Gostaria de ter a oportunidade de viajar pelo país e adjacências, o que farei na medida do possível. Pretendo entrar em contato com acadêmicos, funcionários do governo e cidadãos comuns, capitalistas ou trabalhadores, para interagir em função de meus objetivos de conhecimento aprofundado e de compreensão do papel da China no contexto internacional. Ou seja, pretendo aprender muito e, conscientemente, tentar disseminar um pouco do que eu conseguir aprender para um público mais vasto, especialmente no Brasil, que continua a ser a base principal de meu trabalho intelectual.

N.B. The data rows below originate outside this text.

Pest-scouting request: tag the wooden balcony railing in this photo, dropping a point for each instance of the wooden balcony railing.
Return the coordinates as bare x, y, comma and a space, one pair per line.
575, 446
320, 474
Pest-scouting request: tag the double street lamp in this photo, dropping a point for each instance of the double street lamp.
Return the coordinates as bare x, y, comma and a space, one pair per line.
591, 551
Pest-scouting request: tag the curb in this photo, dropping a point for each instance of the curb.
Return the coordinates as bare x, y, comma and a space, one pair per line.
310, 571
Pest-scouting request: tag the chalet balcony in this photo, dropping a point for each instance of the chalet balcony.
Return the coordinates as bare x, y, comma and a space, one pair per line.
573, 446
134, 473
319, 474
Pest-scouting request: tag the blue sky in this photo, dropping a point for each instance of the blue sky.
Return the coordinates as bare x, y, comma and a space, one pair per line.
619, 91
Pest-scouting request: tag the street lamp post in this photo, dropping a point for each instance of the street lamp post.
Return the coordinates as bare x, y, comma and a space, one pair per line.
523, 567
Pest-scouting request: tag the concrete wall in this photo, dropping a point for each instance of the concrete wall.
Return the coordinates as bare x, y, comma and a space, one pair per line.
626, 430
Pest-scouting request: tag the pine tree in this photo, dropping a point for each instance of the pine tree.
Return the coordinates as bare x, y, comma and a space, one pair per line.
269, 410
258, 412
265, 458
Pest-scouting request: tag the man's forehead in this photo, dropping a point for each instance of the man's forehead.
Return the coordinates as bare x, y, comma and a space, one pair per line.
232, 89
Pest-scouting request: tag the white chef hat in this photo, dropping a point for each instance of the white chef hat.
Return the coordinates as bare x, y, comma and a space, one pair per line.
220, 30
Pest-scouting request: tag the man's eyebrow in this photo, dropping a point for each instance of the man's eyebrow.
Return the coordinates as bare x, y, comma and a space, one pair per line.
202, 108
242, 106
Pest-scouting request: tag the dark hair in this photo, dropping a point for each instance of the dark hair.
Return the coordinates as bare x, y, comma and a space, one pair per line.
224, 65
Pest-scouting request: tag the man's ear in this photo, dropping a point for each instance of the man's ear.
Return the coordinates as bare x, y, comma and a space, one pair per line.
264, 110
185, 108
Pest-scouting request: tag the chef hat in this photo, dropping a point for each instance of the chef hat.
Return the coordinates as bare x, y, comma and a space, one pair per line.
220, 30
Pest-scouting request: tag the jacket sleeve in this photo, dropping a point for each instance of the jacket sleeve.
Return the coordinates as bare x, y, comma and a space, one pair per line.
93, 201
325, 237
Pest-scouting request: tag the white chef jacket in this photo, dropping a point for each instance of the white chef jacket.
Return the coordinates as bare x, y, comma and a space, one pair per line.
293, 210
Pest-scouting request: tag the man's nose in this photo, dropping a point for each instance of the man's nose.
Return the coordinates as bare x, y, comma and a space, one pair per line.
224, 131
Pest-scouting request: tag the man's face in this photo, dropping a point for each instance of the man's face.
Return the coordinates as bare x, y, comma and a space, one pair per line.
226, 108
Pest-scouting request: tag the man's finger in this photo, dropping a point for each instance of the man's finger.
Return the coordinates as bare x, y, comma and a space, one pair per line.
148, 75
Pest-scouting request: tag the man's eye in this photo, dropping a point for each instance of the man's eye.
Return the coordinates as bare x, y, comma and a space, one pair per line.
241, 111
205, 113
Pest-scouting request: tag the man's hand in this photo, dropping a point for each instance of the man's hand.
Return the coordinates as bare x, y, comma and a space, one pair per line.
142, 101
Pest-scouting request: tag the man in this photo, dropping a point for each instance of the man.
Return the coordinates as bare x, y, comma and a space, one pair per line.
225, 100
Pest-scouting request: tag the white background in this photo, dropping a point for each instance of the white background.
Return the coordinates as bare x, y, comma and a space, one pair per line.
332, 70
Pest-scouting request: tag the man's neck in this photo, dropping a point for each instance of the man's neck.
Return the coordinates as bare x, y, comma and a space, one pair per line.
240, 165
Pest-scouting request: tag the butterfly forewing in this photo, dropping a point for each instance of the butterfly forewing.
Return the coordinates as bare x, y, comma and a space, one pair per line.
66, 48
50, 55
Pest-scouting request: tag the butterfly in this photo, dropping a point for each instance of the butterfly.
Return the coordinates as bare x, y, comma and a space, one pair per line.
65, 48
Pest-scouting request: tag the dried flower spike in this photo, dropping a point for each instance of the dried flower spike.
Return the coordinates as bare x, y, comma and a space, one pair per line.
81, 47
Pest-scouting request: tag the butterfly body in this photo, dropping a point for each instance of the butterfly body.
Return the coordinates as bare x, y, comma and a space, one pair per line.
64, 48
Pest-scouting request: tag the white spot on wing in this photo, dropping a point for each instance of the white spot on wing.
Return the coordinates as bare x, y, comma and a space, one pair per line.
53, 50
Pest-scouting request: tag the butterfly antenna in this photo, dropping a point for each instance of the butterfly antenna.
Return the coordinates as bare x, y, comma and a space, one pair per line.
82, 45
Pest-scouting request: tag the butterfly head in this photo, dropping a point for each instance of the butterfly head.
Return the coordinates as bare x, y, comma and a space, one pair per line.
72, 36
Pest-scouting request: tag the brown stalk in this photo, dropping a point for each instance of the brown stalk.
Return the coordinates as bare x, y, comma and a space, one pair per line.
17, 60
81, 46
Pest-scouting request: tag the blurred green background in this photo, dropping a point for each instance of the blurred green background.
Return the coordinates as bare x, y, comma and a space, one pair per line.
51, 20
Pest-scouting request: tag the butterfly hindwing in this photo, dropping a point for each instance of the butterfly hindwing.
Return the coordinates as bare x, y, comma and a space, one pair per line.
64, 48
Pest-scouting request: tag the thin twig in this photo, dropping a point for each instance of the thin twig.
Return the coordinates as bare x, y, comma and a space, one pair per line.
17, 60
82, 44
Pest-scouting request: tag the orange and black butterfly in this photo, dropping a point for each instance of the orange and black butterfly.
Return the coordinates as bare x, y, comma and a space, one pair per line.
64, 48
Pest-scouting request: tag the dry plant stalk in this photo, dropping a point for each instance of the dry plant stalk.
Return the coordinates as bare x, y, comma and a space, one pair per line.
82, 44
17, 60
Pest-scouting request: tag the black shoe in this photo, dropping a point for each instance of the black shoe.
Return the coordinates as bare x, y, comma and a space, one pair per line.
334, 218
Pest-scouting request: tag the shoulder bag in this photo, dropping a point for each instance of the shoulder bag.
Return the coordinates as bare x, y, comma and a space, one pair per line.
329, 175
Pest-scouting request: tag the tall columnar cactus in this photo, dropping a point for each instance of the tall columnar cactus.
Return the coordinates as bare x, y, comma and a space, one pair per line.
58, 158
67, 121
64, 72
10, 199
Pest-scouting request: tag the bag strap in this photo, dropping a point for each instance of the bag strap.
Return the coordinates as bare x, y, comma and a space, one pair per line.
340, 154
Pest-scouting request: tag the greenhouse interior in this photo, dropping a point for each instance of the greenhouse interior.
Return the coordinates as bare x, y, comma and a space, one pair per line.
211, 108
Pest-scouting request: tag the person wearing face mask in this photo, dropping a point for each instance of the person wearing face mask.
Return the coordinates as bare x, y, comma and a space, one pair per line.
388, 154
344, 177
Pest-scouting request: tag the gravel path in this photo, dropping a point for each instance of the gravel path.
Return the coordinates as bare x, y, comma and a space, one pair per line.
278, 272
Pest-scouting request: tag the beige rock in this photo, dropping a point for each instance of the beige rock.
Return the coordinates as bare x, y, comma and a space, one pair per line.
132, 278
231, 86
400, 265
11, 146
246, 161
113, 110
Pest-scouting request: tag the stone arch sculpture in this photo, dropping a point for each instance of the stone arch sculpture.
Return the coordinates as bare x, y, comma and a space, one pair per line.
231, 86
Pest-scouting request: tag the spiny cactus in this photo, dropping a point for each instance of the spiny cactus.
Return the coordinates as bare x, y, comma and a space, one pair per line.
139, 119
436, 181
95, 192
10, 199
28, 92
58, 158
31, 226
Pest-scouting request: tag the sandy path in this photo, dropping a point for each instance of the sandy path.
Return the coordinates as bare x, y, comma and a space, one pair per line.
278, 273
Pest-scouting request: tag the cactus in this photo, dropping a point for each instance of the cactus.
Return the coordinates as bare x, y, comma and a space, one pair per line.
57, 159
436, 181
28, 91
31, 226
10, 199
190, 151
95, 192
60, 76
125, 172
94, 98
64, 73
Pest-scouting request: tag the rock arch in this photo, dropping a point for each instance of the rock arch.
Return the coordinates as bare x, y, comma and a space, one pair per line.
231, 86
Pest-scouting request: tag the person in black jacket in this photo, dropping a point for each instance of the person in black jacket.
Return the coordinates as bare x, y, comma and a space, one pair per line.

De fato, nunca fui um “orientalista” e muito menos um “asiatista” ou sinólogo; ao contrário, sempre fui um “brasilianista”, obsessivamente preocupado com os problemas do desenvolvimento brasileiro. Pois bem, chegou a hora de me ocupar agora de um país distante, mas muito presente, quase desconhecido para a maior parte dos ocidentais, mas tremendamente importante para o mundo e para o Brasil, nessa ordem. Espero estar à altura do desafio, não exatamente o de representar o Brasil na Expo – pois isso é o mínimo que se poderia esperar de um profissional – mas do gigantesco desafio que representa aprender o máximo possível sobre a China e a sua vasta região, de fato “apreender” exatamente qual é o seu papel no mundo de hoje, na economia do futuro, e depois ser capaz de transmitir tudo (ou pelo menos um pouco) do que consegui aprender a meus eventuais leitores e colegas de academia e de profissão.
A China é, em si e por si, mais do que um continente inteiro, um vasto mundo, o país do momento e também a nação do futuro, o imediato e o previsível. Desejo aprender, compreender, traduzir e transmitir algo de meus novos e projetados conhecimentos; creio, aliás, que Lao Tsé, Confúcio e outros distinguidos pensadores chineses se encaixariam bem na minha coleção de “clássicos revisitados”, dos quais já “extraí” um Manifesto Comunista na era da globalização, um Moderno Príncipe (que Maquiavel talvez apreciasse) e um De la Démocratie au Brésil, que precisou mobilizar novamente os dotes de viajante de Tocqueville. Não tenho certeza de que, no plano puramente político, a China tenha mudado muito desde os tempos de frei Giovanni, no século 13. Mas ela certamente se transformou enormemente nos últimos trinta anos, e está transformando a região e o mundo. Espero testemunhar um pouco sobre esse seu papel revolucionário no contexto das relações internacionais e da geoeconomia mundial. Veremos o que resulta desta aventura intelectual e deste empreendimento de sinologia aplicada.
Brasília-São Paulo, 4 novembro 2009.